Cookbook¶
Initialization¶
API documentation: tabel.Tabel
.
From a list of lists and a separate list of column names:
>>> from tabel import Tabel
>>> tbl = Tabel([ ["John", "Joe", "Jane"],
... [1.82,1.65,2.15],
... [False,False,True]], columns = ["Name", "Height", "Married"])
>>> tbl
Name | Height | Married
--------+----------+-----------
John | 1.82 | 0
Joe | 1.65 | 0
Jane | 2.15 | 1
3 rows ['<U4', '<f8', '|b1']
From a dictionary:
>>> data = {'Name' : ["John", "Joe", "Jane"],
... 'Height' : [1.82,1.65,2.15],
... 'Married': [False,False,True]}
>>> tbl = Tabel(data)
>>> tbl
Name | Height | Married
--------+----------+-----------
John | 1.82 | 0
Joe | 1.65 | 0
Jane | 2.15 | 1
3 rows ['<U4', '<f8', '|b1']
From numpy arrays:
>>> Tabel([np.array(["John", "Joe", "Jane"]),
... np.array([1.82,1.65,2.15]),
... np.array([False,False,True])])
0 | 1 | 2
------+------+-----
John | 1.82 | 0
Joe | 1.65 | 0
Jane | 2.15 | 1
3 rows ['<U4', '<f8', '|b1']
Or initialize an empty Tabel:
>>> tbl = Tabel()
>>> tbl
0 rows []
>>> len(tbl), tbl.shape
(0, (0, 0))
Slicing¶
API documentation: tabel.Tabel.__getitem__
.
See the API reference for a detailed description: Tabel.__getitem__.
Some common examples:
>>> tbl = Tabel([ ["John", "Joe", "Jane"],
... [1.82,1.65,2.15],
... [False,False,True]], columns = ["Name", "Height", "Married"])
>>> tbl
Name | Height | Married
--------+----------+-----------
John | 1.82 | 0
Joe | 1.65 | 0
Jane | 2.15 | 1
3 rows ['<U4', '<f8', '|b1']
Slicing works on both rows and columns:
>>> tbl[:,1:3]
Height | Married
----------+-----------
1.82 | 0
1.65 | 0
2.15 | 1
3 rows ['<f8', '|b1']
Indexing:
>>> tbl[[1,2],[0,2]]
Name | Married
--------+-----------
Joe | 0
Jane | 1
2 rows ['<U4', '|b1']
Using named columns:
>>> tbl[:,['Name','Married']]
Name | Married
--------+-----------
John | 0
Joe | 0
Jane | 1
3 rows ['<U4', '|b1']
the “:” can be left out, if you’re addressing columns by their names:
>>> tbl[:, ['Name','Married']]
Name | Married
--------+-----------
John | 0
Joe | 0
Jane | 1
3 rows ['<U4', '|b1']
Indexing using boolean array’s:
>>> index = ~tbl[:,'Married']
>>> tbl[index, :]
Name | Height | Married
--------+----------+-----------
John | 1.82 | 0
Joe | 1.65 | 0
2 rows ['<U4', '<f8', '|b1']
(The “:” can be omitted for columns as well)

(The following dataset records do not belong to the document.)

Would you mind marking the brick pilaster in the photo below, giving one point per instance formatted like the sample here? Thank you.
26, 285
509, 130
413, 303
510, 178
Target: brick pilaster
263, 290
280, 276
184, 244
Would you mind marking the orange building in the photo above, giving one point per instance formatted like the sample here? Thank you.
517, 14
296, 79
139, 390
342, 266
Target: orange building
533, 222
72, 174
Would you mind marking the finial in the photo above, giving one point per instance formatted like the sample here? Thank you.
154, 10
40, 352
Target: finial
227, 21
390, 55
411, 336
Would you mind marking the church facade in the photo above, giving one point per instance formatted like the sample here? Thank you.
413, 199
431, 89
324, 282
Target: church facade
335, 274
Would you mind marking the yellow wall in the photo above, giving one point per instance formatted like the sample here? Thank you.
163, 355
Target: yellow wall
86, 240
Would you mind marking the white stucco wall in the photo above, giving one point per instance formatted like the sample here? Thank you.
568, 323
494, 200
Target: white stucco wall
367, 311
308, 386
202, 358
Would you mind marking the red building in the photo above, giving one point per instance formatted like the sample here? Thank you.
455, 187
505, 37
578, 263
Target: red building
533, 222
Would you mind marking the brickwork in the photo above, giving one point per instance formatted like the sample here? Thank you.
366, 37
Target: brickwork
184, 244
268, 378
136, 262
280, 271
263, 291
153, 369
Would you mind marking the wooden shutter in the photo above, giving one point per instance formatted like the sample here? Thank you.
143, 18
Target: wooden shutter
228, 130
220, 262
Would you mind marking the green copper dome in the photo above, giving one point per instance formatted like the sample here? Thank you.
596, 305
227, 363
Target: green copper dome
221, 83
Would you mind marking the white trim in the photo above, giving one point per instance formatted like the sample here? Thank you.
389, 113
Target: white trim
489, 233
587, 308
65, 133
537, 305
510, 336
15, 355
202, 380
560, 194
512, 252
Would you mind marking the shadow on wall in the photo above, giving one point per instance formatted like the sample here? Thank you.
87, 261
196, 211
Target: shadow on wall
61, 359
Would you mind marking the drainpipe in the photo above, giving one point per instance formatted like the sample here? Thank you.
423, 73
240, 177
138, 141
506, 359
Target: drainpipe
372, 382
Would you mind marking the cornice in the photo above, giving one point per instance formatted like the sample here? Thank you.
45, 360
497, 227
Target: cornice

If a single index is given for the row or colum position, the returned datatype is a row (tuple) or column (array) instead of Tabel:
>>> tbl['Married']
array([False, False, True])
>>> tbl[1:2, 'Married']
array([False])
In all other cases the returned datatype is Tabel, including lists of length one:
>>> tbl[:, ['Married']]
Married
-----------
0
0
1
3 rows ['|b1']
Equally so for rows:
>>> tbl[2]
('Jane', 2.15, True)
>>> tbl[2,1:3]
(2.15, True)
Finally, single elements are obtained by individually addressing them:
>>> tbl[0,"Name"]
'John'
Setting¶
API documentation: tabel.Tabel.__setitem__
.
There is an detailed description in the API documentation:
tabel.Tabel.__setitem__
. Generally, one just provides the datatype and
shape that would have come from the equivalent get call:
Set a single element:
>>> tbl[0,"Name"] = "Jos"
>>> tbl
Name | Height | Married
--------+----------+-----------
Jos | 1.82 | 0
Joe | 1.65 | 0
Jane | 2.15 | 1
3 rows ['<U4', '<f8', '|b1']
Set (part of) a column:
>>> tbl[0:2,1] = np.array([2,3])
>>> tbl
Name | Height | Married
--------+----------+-----------
Jos | 2 | 0
Joe | 3 | 0
Jane | 2.15 | 1
3 rows ['<U4', '<f8', '|b1']
Set (part of) a single row:
>>> tbl[0] = ["John", 1.333, 0]
>>> tbl
Name | Height | Married
--------+----------+-----------
John | 1.333 | 0
Joe | 3 | 0
Jane | 2.15 | 1
3 rows ['<U4', '<f8', '|b1']
Referencing¶
Slices are references, Slices return new table objects, but their data always refers back to the original one as long as that remains in existence. Exceptions are:
- New initialization of Tabel objects copy the data
- Boolean or integer indexing of rows returns a Tabel object with copied data
To show, take a slice from tbl, modify its first columns, check out the original tbl:
>>> tbl = Tabel({'Name' : ["John", "Joe", "Jane"], 'Height' : [1.82,1.65,2.15], 'Married': [False,False,True]})
>>> tbl_b = tbl[:,[1,2]]
>>> tbl_b[:,0] = [1.3,1.4,1.5]
>>> tbl
Name | Height | Married
--------+----------+-----------
John | 1.3 | 0
Joe | 1.4 | 0
Jane | 1.5 | 1
3 rows ['<U4', '<f8', '|b1']
Column arrays are references too, with the same exceptions as slices. Therefore the standard numpy arithmetic can be used:
>>> tbl = Tabel({'Name' : ["John", "Joe", "Jane"], 'Height' : [1.82,1.65,2.15], 'Married': [False,False,True]})
>>> tbl["Height"] *= 2
>>> tbl
Name | Height | Married
--------+----------+-----------
John | 3.64 | 0
Joe | 3.3 | 0
Jane | 4.3 | 1
3 rows ['<U4', '<f8', '|b1']
Appending¶
Appending Tabel¶
API documentation: tabel.Tabel.append
.
Tabels can be appended with their append method:
>>> tbl = Tabel([ ["John", "Joe", "Jane"],
... [1.82,1.65,2.15],
... [False,False,True]], columns = ["Name", "Height", "Married"])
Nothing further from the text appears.